Se prohíbe la publicidad y promoción de estos productos del mismo modo que para los productos de tabaco. Los Estados miembros podrían autorizar los cigarrillos electrónicos como medicamentos en caso de que estos se ajusten a la legislación correspondiente. España ha emprendido, en el marco de sus competencias, una regulación relativa al consumo de los cigarrillos electrónicos antes de la normativa europea.
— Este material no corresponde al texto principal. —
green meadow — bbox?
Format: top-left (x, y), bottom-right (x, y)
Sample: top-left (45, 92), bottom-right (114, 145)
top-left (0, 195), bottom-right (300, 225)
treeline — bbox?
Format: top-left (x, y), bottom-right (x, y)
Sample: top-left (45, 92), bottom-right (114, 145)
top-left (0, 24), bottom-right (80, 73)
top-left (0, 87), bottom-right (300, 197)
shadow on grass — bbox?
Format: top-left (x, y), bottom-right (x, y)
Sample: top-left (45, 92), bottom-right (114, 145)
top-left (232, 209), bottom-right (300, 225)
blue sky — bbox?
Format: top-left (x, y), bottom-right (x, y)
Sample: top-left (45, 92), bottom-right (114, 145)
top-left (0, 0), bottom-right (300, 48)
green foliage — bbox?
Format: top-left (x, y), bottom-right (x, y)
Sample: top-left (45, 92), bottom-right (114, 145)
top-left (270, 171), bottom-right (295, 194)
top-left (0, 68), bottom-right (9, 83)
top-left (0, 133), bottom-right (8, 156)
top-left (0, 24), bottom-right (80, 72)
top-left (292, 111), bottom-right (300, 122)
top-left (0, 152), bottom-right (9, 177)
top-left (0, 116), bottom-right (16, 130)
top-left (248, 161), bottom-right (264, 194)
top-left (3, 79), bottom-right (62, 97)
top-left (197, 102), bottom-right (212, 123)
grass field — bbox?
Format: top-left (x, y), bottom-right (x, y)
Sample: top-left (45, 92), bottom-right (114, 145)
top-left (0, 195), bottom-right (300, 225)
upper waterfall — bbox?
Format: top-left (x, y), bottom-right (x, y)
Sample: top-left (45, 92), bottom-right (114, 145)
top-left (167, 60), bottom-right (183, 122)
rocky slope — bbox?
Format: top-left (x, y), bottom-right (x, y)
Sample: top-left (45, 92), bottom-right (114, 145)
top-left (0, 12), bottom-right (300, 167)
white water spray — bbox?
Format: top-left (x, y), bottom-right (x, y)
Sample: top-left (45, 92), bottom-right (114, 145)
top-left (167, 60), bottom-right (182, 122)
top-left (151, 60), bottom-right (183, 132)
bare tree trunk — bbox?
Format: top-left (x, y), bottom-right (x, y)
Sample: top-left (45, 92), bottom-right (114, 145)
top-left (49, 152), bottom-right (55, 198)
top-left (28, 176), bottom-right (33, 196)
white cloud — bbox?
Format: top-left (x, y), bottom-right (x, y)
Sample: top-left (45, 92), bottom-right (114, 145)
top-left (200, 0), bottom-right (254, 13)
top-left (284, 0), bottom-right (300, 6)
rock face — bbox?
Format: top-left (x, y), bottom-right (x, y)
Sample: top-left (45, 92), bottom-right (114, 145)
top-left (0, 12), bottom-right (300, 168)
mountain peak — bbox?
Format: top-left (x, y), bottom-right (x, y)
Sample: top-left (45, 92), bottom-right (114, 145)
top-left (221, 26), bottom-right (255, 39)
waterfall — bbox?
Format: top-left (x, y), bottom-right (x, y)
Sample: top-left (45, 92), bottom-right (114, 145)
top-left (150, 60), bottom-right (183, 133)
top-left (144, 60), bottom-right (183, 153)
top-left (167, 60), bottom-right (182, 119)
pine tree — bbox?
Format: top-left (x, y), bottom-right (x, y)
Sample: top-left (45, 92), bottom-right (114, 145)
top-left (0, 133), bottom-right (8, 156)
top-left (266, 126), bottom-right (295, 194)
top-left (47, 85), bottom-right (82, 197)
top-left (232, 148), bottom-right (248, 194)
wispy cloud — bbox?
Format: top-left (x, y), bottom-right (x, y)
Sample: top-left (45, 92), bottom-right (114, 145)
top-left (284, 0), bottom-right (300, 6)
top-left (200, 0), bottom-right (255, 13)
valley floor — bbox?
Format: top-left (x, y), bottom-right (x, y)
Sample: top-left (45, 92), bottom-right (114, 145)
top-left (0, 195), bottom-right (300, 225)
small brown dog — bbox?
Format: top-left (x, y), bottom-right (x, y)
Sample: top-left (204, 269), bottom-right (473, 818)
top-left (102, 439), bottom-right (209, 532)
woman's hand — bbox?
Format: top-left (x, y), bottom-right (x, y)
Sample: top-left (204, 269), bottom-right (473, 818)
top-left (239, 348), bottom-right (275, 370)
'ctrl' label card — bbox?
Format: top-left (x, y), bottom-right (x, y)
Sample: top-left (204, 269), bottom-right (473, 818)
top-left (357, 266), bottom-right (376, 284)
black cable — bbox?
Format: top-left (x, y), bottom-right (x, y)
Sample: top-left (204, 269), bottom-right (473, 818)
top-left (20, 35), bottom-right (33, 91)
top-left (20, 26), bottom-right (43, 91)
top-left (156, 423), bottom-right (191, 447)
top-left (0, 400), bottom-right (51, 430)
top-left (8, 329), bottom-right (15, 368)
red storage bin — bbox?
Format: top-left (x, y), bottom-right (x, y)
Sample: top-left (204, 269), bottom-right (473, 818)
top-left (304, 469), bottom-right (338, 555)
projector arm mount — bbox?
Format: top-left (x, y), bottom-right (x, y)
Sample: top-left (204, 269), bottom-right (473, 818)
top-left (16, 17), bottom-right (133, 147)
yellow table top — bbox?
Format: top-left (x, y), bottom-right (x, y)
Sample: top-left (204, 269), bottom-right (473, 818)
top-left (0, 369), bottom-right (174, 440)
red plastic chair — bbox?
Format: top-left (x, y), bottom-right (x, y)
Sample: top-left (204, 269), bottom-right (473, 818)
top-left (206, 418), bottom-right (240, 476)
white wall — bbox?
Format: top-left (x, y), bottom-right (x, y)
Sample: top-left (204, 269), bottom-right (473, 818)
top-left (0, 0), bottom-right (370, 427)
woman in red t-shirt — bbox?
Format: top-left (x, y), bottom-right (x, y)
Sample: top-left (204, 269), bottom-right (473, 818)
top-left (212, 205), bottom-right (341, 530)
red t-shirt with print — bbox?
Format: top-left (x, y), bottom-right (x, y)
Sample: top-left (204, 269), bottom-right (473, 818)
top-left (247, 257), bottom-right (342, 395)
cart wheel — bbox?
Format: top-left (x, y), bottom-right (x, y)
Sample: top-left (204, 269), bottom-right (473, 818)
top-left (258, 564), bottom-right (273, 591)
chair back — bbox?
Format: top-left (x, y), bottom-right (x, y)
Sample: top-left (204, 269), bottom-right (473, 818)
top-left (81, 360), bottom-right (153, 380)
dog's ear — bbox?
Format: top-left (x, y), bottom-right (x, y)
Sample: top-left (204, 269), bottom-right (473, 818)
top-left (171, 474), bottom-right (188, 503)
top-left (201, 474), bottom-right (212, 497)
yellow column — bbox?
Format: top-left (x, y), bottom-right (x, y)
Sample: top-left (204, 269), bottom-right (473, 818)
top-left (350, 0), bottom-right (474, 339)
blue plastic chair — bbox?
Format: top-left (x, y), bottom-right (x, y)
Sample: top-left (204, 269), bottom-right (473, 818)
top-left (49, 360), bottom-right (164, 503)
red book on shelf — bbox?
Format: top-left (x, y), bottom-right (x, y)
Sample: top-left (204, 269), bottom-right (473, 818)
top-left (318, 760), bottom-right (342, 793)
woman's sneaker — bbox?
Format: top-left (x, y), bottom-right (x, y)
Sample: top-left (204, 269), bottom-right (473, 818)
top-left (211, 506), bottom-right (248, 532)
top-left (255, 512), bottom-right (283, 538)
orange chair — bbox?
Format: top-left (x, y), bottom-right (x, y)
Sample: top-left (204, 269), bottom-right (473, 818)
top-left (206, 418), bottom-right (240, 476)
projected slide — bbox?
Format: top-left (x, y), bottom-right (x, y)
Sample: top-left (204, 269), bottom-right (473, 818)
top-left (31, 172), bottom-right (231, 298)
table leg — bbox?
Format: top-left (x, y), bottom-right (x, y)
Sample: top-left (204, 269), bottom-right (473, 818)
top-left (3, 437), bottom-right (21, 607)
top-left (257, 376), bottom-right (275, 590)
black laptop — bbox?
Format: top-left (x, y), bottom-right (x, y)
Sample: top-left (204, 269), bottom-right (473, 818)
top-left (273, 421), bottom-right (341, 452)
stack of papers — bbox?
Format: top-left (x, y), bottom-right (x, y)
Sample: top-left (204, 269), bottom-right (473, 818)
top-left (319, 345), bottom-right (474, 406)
La propuesta del Ministerio de Sanidad, Servicios Sociales e Igualdad ha alcanzado un amplio consenso tanto entre las CC AA, con las que se acordó en el Consejo Interterritorial del Sistema Nacional de Salud del pasado mes de diciembre, como en el Parlamento, donde está a punto de plasmarse en el marco de la Ley de Derechos de los Consumidores.

 
De este modo, se ha acordado una postura común para limitar el consumo de cigarrillos electrónicos hasta que no se conozcan los efectos para la salud, priorizando la protección a los menores, para los que ya se encuentra prohibida la publicidad y el consumo. Con esta propuesta quedaría prohibido su consumo en centros educativos y zonas  infantiles, centros sanitarios, centros de las Administraciones Públicas, servicios de atención al ciudadano y transporte público. El objetivo es proteger la salud de los ciudadanos y evitar posibles efectos perjudiciales, habida cuenta de que, en la actualidad, y según ha manifestado la Organización Mundial de la Salud, no se pueden excluir los riesgos para la salud de la exposición al vapor de estos productos.